From 14 - 17 June 1941 the occupying Soviet forces deported over 10,000 people from Estonia.  These people were forcibly removed from their homes, loaded into cattle wagons and sent to remote parts of Russia. Among the victims were over 7,000 women, children and elderly people. Over 6000 Estonians were murdered or perished in the harsh conditions in Siberia. 

May we never forget this Soviet atrocity.

The first deportation raid began on the night of 13 June and early morning of 14 June. Families who had gone to bed on Friday night had no inkling to the hardship that was about to befall them. They were woken up in the dead of night by the sound of pounding on their doors. Armed Soviet soldiers  read out a decree declaring them to be under arrest and subject to deportation without any legal process or court ruling. All their property was declared to be subject to seizure. They were given an hour to pack.
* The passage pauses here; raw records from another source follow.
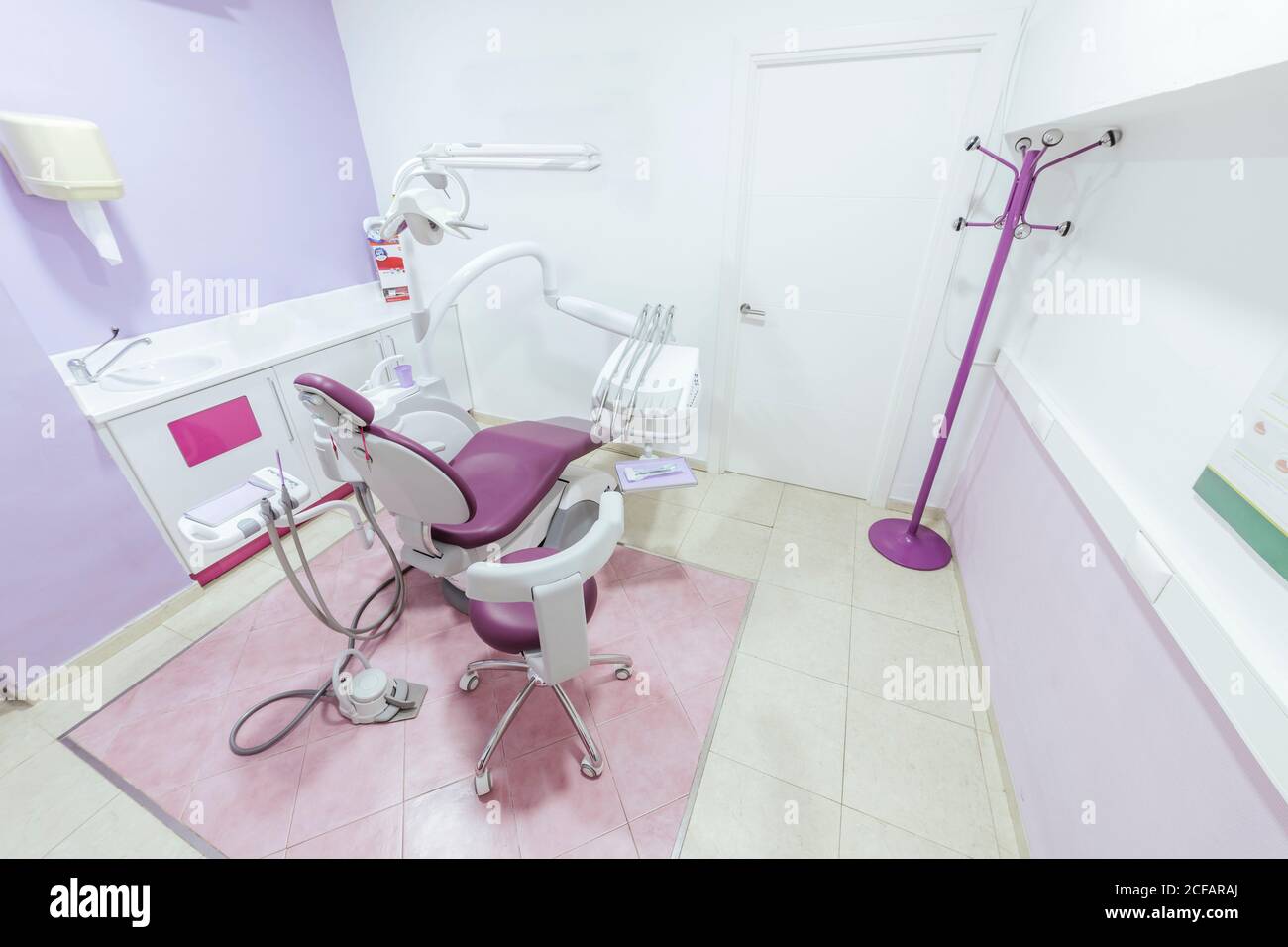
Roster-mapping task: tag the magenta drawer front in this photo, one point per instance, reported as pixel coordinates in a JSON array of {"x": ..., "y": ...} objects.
[{"x": 217, "y": 429}]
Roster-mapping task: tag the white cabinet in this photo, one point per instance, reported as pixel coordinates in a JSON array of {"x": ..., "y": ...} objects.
[{"x": 192, "y": 449}]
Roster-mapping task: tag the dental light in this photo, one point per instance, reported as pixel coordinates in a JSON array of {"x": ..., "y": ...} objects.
[{"x": 416, "y": 209}]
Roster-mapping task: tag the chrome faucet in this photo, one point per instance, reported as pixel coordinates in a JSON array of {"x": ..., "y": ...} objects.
[{"x": 80, "y": 371}]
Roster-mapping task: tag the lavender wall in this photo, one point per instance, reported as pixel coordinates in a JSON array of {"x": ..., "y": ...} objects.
[
  {"x": 231, "y": 161},
  {"x": 80, "y": 556},
  {"x": 1093, "y": 696},
  {"x": 231, "y": 157}
]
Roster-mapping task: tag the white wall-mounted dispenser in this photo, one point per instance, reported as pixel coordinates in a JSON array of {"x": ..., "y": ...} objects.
[{"x": 64, "y": 159}]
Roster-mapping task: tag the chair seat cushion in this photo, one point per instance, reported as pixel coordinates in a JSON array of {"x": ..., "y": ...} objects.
[
  {"x": 511, "y": 626},
  {"x": 509, "y": 470}
]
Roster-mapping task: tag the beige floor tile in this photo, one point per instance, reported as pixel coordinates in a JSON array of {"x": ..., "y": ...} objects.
[
  {"x": 656, "y": 527},
  {"x": 59, "y": 712},
  {"x": 785, "y": 723},
  {"x": 687, "y": 496},
  {"x": 806, "y": 564},
  {"x": 316, "y": 536},
  {"x": 915, "y": 595},
  {"x": 999, "y": 799},
  {"x": 870, "y": 514},
  {"x": 917, "y": 772},
  {"x": 879, "y": 642},
  {"x": 47, "y": 799},
  {"x": 743, "y": 497},
  {"x": 724, "y": 544},
  {"x": 863, "y": 836},
  {"x": 224, "y": 598},
  {"x": 818, "y": 514},
  {"x": 21, "y": 737},
  {"x": 123, "y": 828},
  {"x": 800, "y": 631},
  {"x": 743, "y": 813}
]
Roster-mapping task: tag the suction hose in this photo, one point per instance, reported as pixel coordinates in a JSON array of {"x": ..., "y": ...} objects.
[{"x": 355, "y": 631}]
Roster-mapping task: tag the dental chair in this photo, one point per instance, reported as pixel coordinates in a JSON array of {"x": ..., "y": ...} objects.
[
  {"x": 468, "y": 495},
  {"x": 535, "y": 604}
]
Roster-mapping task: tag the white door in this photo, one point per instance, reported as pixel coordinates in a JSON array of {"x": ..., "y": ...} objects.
[{"x": 844, "y": 191}]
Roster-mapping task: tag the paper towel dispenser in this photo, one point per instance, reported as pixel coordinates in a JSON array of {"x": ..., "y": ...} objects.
[{"x": 64, "y": 158}]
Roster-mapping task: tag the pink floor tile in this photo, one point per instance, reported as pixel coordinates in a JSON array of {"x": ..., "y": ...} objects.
[
  {"x": 356, "y": 579},
  {"x": 281, "y": 650},
  {"x": 542, "y": 719},
  {"x": 452, "y": 822},
  {"x": 699, "y": 705},
  {"x": 610, "y": 697},
  {"x": 175, "y": 804},
  {"x": 239, "y": 624},
  {"x": 202, "y": 672},
  {"x": 655, "y": 754},
  {"x": 246, "y": 812},
  {"x": 716, "y": 587},
  {"x": 438, "y": 660},
  {"x": 334, "y": 789},
  {"x": 281, "y": 603},
  {"x": 219, "y": 758},
  {"x": 347, "y": 777},
  {"x": 555, "y": 806},
  {"x": 613, "y": 617},
  {"x": 729, "y": 615},
  {"x": 614, "y": 844},
  {"x": 627, "y": 562},
  {"x": 664, "y": 594},
  {"x": 694, "y": 650},
  {"x": 656, "y": 832},
  {"x": 446, "y": 738},
  {"x": 161, "y": 753},
  {"x": 426, "y": 608},
  {"x": 374, "y": 836}
]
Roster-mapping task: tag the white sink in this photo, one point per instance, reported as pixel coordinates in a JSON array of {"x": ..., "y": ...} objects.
[{"x": 158, "y": 372}]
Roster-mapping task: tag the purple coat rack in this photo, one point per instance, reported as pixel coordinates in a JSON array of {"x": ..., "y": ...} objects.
[{"x": 907, "y": 541}]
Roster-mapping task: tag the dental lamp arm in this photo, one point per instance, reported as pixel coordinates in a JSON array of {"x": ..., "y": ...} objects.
[{"x": 425, "y": 318}]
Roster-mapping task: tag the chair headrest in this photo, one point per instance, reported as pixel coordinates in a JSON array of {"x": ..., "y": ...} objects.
[{"x": 342, "y": 398}]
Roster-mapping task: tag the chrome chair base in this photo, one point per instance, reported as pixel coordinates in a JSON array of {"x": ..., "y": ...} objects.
[{"x": 591, "y": 764}]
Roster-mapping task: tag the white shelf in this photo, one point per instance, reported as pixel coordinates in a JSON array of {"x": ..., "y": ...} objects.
[{"x": 1257, "y": 714}]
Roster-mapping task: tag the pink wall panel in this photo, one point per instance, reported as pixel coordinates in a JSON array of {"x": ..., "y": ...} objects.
[{"x": 1095, "y": 701}]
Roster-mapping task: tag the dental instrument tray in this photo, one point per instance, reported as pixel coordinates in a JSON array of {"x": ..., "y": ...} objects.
[
  {"x": 233, "y": 517},
  {"x": 647, "y": 392},
  {"x": 655, "y": 474}
]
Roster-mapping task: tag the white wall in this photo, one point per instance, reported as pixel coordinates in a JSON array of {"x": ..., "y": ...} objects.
[
  {"x": 656, "y": 82},
  {"x": 642, "y": 81},
  {"x": 1151, "y": 398}
]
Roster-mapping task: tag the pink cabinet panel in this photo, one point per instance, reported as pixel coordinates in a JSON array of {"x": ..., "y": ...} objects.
[{"x": 214, "y": 431}]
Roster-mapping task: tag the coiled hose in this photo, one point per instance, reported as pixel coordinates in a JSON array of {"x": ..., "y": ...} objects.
[{"x": 355, "y": 631}]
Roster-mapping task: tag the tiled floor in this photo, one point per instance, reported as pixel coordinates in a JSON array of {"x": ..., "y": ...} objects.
[
  {"x": 806, "y": 758},
  {"x": 406, "y": 789}
]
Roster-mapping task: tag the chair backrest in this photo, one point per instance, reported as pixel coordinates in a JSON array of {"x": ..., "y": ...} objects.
[
  {"x": 407, "y": 476},
  {"x": 553, "y": 585}
]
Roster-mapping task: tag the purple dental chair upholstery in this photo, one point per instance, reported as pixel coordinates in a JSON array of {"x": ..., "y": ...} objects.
[
  {"x": 535, "y": 604},
  {"x": 478, "y": 497}
]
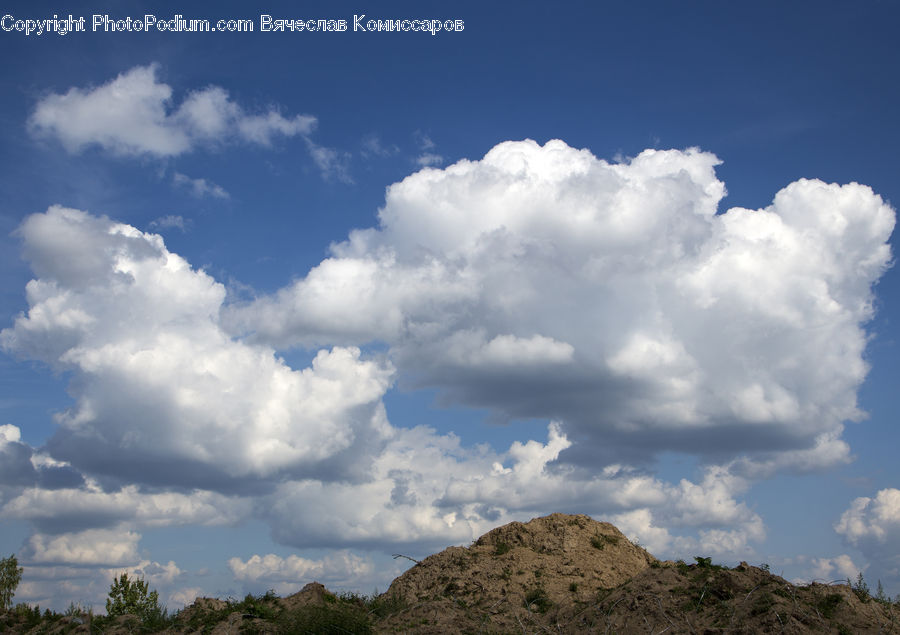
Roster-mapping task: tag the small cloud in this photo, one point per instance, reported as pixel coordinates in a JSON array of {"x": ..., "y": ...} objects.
[
  {"x": 427, "y": 158},
  {"x": 200, "y": 188},
  {"x": 331, "y": 163},
  {"x": 170, "y": 222},
  {"x": 132, "y": 115}
]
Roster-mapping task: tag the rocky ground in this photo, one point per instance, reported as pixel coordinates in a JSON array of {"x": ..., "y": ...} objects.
[{"x": 556, "y": 574}]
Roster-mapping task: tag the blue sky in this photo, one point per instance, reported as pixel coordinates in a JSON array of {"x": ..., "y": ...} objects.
[{"x": 278, "y": 305}]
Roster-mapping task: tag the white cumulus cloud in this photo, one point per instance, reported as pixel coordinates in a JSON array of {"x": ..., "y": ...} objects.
[
  {"x": 617, "y": 299},
  {"x": 162, "y": 392}
]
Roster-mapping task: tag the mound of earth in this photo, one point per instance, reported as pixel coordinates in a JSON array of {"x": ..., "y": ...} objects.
[
  {"x": 513, "y": 572},
  {"x": 556, "y": 574},
  {"x": 572, "y": 574}
]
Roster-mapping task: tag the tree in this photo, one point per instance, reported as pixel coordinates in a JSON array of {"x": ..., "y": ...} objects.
[
  {"x": 133, "y": 597},
  {"x": 10, "y": 576}
]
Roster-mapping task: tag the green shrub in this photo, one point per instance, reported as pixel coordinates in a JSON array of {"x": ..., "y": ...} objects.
[
  {"x": 133, "y": 597},
  {"x": 10, "y": 576},
  {"x": 538, "y": 599}
]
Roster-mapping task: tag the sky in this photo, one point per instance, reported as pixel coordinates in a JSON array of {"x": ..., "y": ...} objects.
[{"x": 278, "y": 304}]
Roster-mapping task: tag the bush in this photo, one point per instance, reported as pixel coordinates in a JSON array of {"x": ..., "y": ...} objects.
[
  {"x": 133, "y": 597},
  {"x": 10, "y": 576}
]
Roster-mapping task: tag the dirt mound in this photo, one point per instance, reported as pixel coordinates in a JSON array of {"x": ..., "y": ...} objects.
[
  {"x": 557, "y": 574},
  {"x": 514, "y": 572},
  {"x": 571, "y": 574}
]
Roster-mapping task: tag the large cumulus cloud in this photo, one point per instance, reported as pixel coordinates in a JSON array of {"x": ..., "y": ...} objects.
[
  {"x": 615, "y": 301},
  {"x": 163, "y": 395},
  {"x": 542, "y": 282}
]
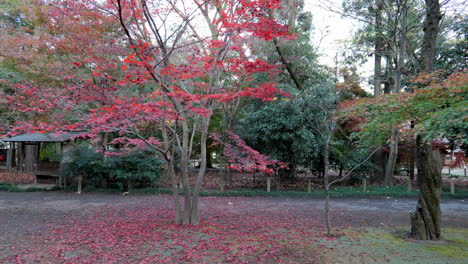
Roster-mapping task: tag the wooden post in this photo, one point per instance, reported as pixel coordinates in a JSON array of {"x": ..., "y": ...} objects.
[
  {"x": 20, "y": 161},
  {"x": 80, "y": 183},
  {"x": 221, "y": 180},
  {"x": 10, "y": 156},
  {"x": 62, "y": 182}
]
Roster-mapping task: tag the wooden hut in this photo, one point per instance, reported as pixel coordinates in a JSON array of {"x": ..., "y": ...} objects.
[{"x": 37, "y": 158}]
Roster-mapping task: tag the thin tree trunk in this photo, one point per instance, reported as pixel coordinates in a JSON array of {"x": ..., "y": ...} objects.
[
  {"x": 175, "y": 191},
  {"x": 378, "y": 51},
  {"x": 184, "y": 164},
  {"x": 326, "y": 182},
  {"x": 195, "y": 219}
]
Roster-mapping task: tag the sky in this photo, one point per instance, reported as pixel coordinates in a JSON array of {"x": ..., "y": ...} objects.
[{"x": 330, "y": 30}]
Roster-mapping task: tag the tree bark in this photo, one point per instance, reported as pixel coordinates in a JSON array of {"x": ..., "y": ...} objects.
[
  {"x": 379, "y": 43},
  {"x": 326, "y": 182},
  {"x": 425, "y": 221},
  {"x": 195, "y": 219},
  {"x": 431, "y": 31}
]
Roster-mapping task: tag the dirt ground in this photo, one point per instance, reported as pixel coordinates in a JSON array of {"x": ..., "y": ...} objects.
[{"x": 27, "y": 212}]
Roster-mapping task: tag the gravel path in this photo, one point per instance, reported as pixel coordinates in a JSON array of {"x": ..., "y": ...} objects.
[{"x": 26, "y": 212}]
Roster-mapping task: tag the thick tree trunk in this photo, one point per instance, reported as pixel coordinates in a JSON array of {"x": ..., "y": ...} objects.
[
  {"x": 392, "y": 156},
  {"x": 425, "y": 221}
]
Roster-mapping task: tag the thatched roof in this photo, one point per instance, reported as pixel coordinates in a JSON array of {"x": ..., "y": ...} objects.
[{"x": 47, "y": 137}]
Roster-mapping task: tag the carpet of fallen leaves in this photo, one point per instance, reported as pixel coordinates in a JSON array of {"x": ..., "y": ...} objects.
[
  {"x": 146, "y": 234},
  {"x": 139, "y": 229}
]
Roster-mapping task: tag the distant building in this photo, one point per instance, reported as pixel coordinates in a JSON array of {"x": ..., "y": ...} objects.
[{"x": 36, "y": 158}]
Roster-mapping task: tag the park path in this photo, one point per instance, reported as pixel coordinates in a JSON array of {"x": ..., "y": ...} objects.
[{"x": 29, "y": 211}]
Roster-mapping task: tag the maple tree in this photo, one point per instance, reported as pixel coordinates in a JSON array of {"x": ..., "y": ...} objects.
[
  {"x": 438, "y": 109},
  {"x": 159, "y": 76}
]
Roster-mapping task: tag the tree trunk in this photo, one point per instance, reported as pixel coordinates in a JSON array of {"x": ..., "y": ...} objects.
[
  {"x": 392, "y": 156},
  {"x": 379, "y": 43},
  {"x": 431, "y": 31},
  {"x": 425, "y": 221},
  {"x": 184, "y": 164},
  {"x": 326, "y": 182},
  {"x": 195, "y": 218},
  {"x": 172, "y": 174}
]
A few hours after the start of the deportation the first trucks began arriving at railroad cars waiting on sidings. Altogether 490 cattle cars had been set aside for that purpose. The search for persons subjected to arrest or deportation continued until the morning of 16 June. Those carrying out the deportations behaved with extraordinary cruelty: even pregnant women and seriously ill elderly people were packed into overcrowded stock-cars. Thousands perished as a result, never to see their families or beloved homeland again.

Estonia lost approximately 20% of its population due to WWII and the Soviet occupation.